An inspirational proposal from Ecuador

An impression of our Quito dialogue
Monday, March 3, 2008
On 21-23 February we organised our now seventh ‘informal drug policy dialogue’, this time in collaboration with the Ecuadorian government and with WOLA (Washington Office on Latin America). Government officials were present from seven Latin American countries, in total some 45 persons participated in the meeting. Much of the agenda was focussed on the preparations for the upcoming UNGASS review process in Vienna. One of the most inspiring themes was Ecuador's  proposal to pardon drug couriers.

Pardon for drug couriers

One of the themes we discussed especially inspired me: the proposal by the Correa government in Ecuador to pardon drug couriers. Ecuadorian prisons, like most in Latin America and in many other places, have been filled up to unmanageable levels over the past decade largely due to tightened drug laws and increased sentences for drug law violators. Among them many couriers, ‘mulas’, that for some minor financial benefits tried to leave the country with small amounts of cocaine. Ecuadorian laws are draconian, not dissimilar to several other countries, but in the Latin American context among the worst. No distinction is made at all between small traders, those involved in the illegal market for absence of legal job opportunities, and the ‘big fish’, the ones organising the business as members of criminal organisations.

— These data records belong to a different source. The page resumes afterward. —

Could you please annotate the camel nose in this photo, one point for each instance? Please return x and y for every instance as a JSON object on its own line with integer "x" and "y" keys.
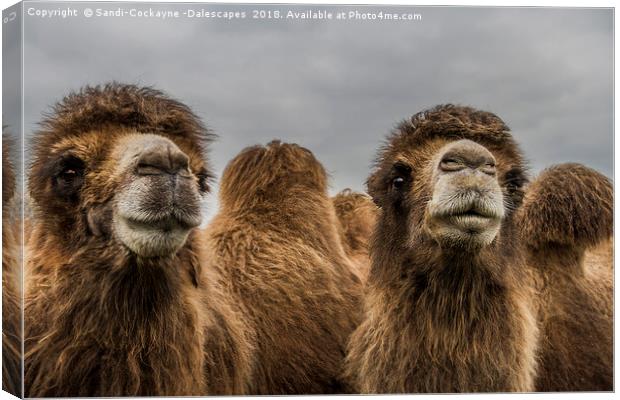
{"x": 465, "y": 154}
{"x": 162, "y": 156}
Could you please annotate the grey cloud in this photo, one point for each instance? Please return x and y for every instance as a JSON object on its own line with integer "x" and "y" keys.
{"x": 339, "y": 87}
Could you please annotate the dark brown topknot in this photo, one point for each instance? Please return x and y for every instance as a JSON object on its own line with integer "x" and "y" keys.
{"x": 144, "y": 109}
{"x": 455, "y": 121}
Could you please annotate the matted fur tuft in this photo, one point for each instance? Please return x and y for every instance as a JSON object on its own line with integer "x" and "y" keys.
{"x": 143, "y": 109}
{"x": 357, "y": 215}
{"x": 275, "y": 244}
{"x": 568, "y": 204}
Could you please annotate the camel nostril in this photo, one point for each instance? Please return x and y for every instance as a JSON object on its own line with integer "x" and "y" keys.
{"x": 467, "y": 154}
{"x": 160, "y": 158}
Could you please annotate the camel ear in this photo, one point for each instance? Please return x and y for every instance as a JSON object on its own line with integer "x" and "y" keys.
{"x": 568, "y": 204}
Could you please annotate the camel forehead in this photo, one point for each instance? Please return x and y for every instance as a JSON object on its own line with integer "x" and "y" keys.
{"x": 96, "y": 144}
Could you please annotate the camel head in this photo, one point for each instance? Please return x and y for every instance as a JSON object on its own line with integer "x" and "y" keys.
{"x": 451, "y": 176}
{"x": 121, "y": 164}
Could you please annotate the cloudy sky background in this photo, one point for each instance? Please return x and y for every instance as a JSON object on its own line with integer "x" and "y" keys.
{"x": 338, "y": 87}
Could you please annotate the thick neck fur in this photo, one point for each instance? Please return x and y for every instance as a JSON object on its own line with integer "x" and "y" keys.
{"x": 462, "y": 314}
{"x": 104, "y": 323}
{"x": 289, "y": 213}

As President Rafael Correa said, the current law "treats as the same the boss of the Cali cartel and a poor unemployed single mother who dared to carry 300 grams of drugs. It's a barbarity." He called it ‘absurd’ that people driven by poverty end up with a jail sentence of sometimes 12-16 years for carrying small amounts of drugs. And he knows what he’s talking about. His own father, back in the 1960s, after losing his job did the same, smuggled a small amount of drugs out of the country, was caught, spent four years in a US prison and came home to a devastated family and then killed himself out of desperation.

Modest but inspiring

The Ecuadorian proposal is a modest one: those who tried to smuggle less than two kilogrammes, for whom it was a first offence and who have spent more than a year in prison already, should be set free. A very rough first estimate is that around 1500 prisoners across the country would be immediately released if the proposal is accepted by the Constitutional Assembly that has been installed to rewrite the constitution and that has been tasked to decide about this proposal. Legally, this is not an easy step to take as it raises many questions: what about the two kgs limit, considered to be roughly the maximum amount a person can swallow, what about the disparity with small street dealers often caught with much lower amounts who will not benefit from this pardon, or what about new couriers being caught every day?

Current drug laws inhumane

The answer the Ecuadorian representatives present at our dialogue gave to all those questions was that they were only clear at this point that the current drug laws were inhumane. The gesture of a pardon, therefore, needs to be followed by a thorough review of those laws themselves, a task that would be one of the priorities for a new Parliament to be installed after a referendum on the new Constitution and after new general elections. The Correa government is honest about the fact that they do not yet know all the answers to the current injustices they intend to repair. But they want to give a clear early sign with the gesture of a pardon for drug couriers: this drug law is absurd and something better and more humane needs to replace it in the near future.

The Ecuadorian proposal not only inspired me, but also intrigued many of the representatives from other countries, most of them faced with similar incarceration crises at home. So far, no one has been able to come up with any evidence that the draconian sanctions for drug-law violations have had any impact on the illegal market whatsoever. In the US (the world champion in incarceration rates, followed by China and Russia) by now more than 1 out of every 100 adults is imprisoned and for black males between 20-35 years the figure reaches a frightening level of 1 out of  9… Worldwide, prison populations have roughly doubled in the past two decades, in part as a consequence of tightened anti-drug laws after the adoption of the 1988 UN Convention on drug trafficking.

Humanize drug control

The Ecuadorian proposal is a very humane gesture indeed, an example not just for Latin America but for the whole world. A very welcome gesture now that the international community enters a period of reflection about drug control efforts since the 1998 UNGASS on drugs. I can only hope the gesture, once approved, will inspire many others around the world that it is due time to humanize drug control, to introduce proportionality of sentences in view of their high social consequences and their low – or rather absent – impact on reducing the illicit drugs market, and to fully respect human rights in a drug war that has spinned out of control.